You can calculate the number of configurations by multiplying all the choices. In this example we obtain roughly 4410 configurations (a bit less because a setting of 0% mutation probability doesn't require us to test all the mutation operators). But because a Genetic Algorithm is stochastic we have to repeat testing each configuration a couple of times (e.g. 20) resulting in a total of more than 80,000 individual runs that have to be calculated. I decided that I would split this up into a couple of smaller experiments, so I created a separate experiment for every problem instance and further separated those experiments by configurations with 1-elitism and those that do not use elitism. This left me with about 400 configurations per experiment and a total of 10 experiment files which also could be executed on 10 different machines to speed up processing.

The code for creating the experiment and the configurations is given below.
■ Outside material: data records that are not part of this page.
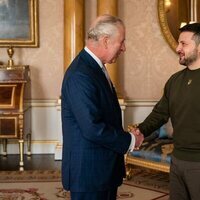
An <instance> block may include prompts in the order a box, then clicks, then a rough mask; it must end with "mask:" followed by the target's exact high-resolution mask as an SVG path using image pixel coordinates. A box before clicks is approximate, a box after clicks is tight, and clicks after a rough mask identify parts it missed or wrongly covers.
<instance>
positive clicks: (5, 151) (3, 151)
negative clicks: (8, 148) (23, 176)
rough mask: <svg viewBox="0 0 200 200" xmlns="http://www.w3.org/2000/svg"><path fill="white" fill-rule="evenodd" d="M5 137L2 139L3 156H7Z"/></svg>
mask: <svg viewBox="0 0 200 200" xmlns="http://www.w3.org/2000/svg"><path fill="white" fill-rule="evenodd" d="M7 143H8V141H7V139H3V156H7Z"/></svg>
If you're interested to run this, I'd suggest you download the attached Visual Studio 2010 solution. It requires that HeuristicLab 3.3.5 is installed in "C:\Program Files\HeuristicLab 3.3".

    static void Main(string[] args) {
      Console.Write("Loadig template... ");
      var template = XmlParser.Deserialize<GeneticAlgorithm>("GA TSP Template.hl");
      Console.WriteLine("done.");

      MultiAnalyzer analyzer = (MultiAnalyzer)template.Analyzer.Clone();
      string instanceDir = Path.Combine(Environment.CurrentDirectory, "TSPLIB");

      foreach (var instance in instances) {
        var tsp = (TravelingSalesmanProblem)template.Problem;
        tsp.ImportFromTSPLIB(instanceDir + "\\" + instance.Key + ".tsp", instanceDir + "\\" + instance.Key + ".opt.tour", instance.Value);
        tsp.DistanceMatrixParameter.Value = null;
        tsp.Name = instance.Key;
        template.Analyzer = analyzer; // the analyzer in the template is customized and would otherwise be overwritten
        foreach (var elite in elites) {
          var experiment = new Experiment("TSPLIB (" + instance.Key + "), GA (Elites = " + elite.ToString() + ")");
          foreach (var crossover in crossovers) {
            foreach (var selector in selectors) {
              Console.Write(".");
              foreach (var mutProb in mutationProbabilities) {
                if (mutProb > 0) {
                  foreach (var mutator in mutators) {
                    var batchRun =
                      new BatchRun("GA (Elites = " + elite.ToString() + ", Crossover = " + crossover + ", Selector = " +
                                   selector + ", Mutator (" +
                                   mutProb + ") = " + mutator);
                    batchRun.Repetitions = repetitions;
                    var gaTsp = (GeneticAlgorithm)template.Clone();
                    gaTsp.Name = batchRun.Name;
                    gaTsp.Elites.Value = elite;
                    gaTsp.Crossover = gaTsp.CrossoverParameter.ValidValues.Single(x => x.Name.Equals(crossover));
                    gaTsp.Selector = gaTsp.SelectorParameter.ValidValues.Single(x => x.Name.Equals(selector));
                    gaTsp.MutationProbability.Value = mutProb;
                    gaTsp.Mutator = gaTsp.MutatorParameter.ValidValues.Single(x => x.Name.Equals(mutator));

                    batchRun.Optimizer = gaTsp;
                    experiment.Optimizers.Add(batchRun);
                  }
                } else {
                  // no mutation case, similar to above, excluded for brevity
                }
              }
            }
          }
          Console.Write(Environment.NewLine + "Saving experiment (Instance = " + instance.Key + ", Elites = " + elite + ")... ");
          XmlGenerator.Serialize(experiment, string.Format("GA TSP Experiment " + instance.Key + " " + elite + ".hl"));
          Console.WriteLine("done.");
        }
      }
    }

Each of the 10 experiment files should take about 10Mb disk space, it will take a couple of minutes to generate each of them.